The coupling between shocks and chemistry in detonations poses a challenge for simulations. In this thesis, a simulation framework is developed to address key components of detonation modeling: numerical stability of shocks and discontinuities, and computational efficiency in chemistry modeling.

To ensure numerical stability in the vicinity of shocks, a variety of methods have been used, including shock-capturing schemes such as weighted essentially non-oscillatory schemes, as well as the addition of artificial diffusivities to the governing equations. In this work, all necessary viscous/diffusion terms are derived from first principles by spatially-filtering the Euler equations. Sub-filter scale (SFS) terms arise in the momentum and energy equations. Analytical closure is provided for each of them by leveraging the jump conditions for a shock. For contact discontinuities, the analytical SFS terms are identically zero; to prevent artificial oscillations due to dispersive errors, a numerical correction term is applied to the enthalpy transport. Implemented within a centered difference code, this filtered framework performs well for a range of shock-dominated flows without introducing excessive diffusion.

Detonation simulations also face a trade-off between computational efficiency and physical accuracy of the chemistry modeling.
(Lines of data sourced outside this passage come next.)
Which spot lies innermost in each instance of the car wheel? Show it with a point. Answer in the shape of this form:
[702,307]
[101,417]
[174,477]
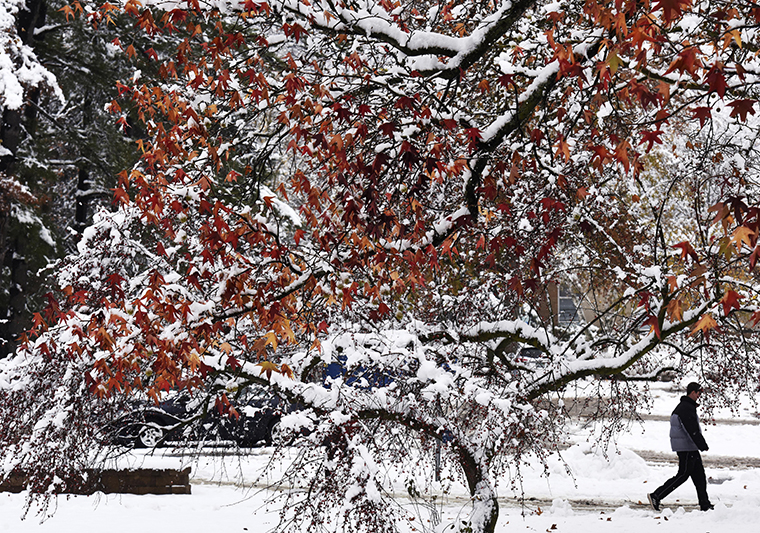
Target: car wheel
[149,437]
[277,436]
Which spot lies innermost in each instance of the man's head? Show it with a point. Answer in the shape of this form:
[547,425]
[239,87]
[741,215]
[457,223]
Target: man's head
[694,390]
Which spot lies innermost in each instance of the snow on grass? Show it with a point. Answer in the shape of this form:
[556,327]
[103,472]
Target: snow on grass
[600,493]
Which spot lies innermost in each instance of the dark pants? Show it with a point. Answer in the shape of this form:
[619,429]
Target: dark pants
[689,466]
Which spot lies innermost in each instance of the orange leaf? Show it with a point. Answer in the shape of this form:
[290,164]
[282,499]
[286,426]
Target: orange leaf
[687,249]
[730,301]
[705,324]
[654,324]
[675,310]
[742,234]
[268,367]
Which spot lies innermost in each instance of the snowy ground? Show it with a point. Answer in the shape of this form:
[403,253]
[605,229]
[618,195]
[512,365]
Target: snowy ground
[605,495]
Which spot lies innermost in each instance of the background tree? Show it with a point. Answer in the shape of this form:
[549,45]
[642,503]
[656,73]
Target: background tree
[392,187]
To reduce the cost of chemistry without sacrificing the physics, tabulated chemistry has often been used for deflagrations in the low Mach number framework. In this approach, a progress variable is transported in the simulation and is used to look up all required chemical source terms, transport properties, and thermodynamic quantities from a pre-computed table. This work extends the tabulated chemistry approach to detonations. To describe the enthalpy and specific heat capacity, temperature is chosen as a second table coordinate. The Zel'dovich-von Neumann-Döring (ZND) model is found to be the most appropriate one-dimensional problem for generation of the table. The ZND tabulation approach is validated for both one-dimensional stable and pulsating, and two-dimensional regular and irregular detonations in various hydrogen-oxygen mixtures. The tabulated chemistry simulations reproduce the detailed chemistry results in terms of propagation speed, cellular structures, and source term statistics at a reduced computational cost.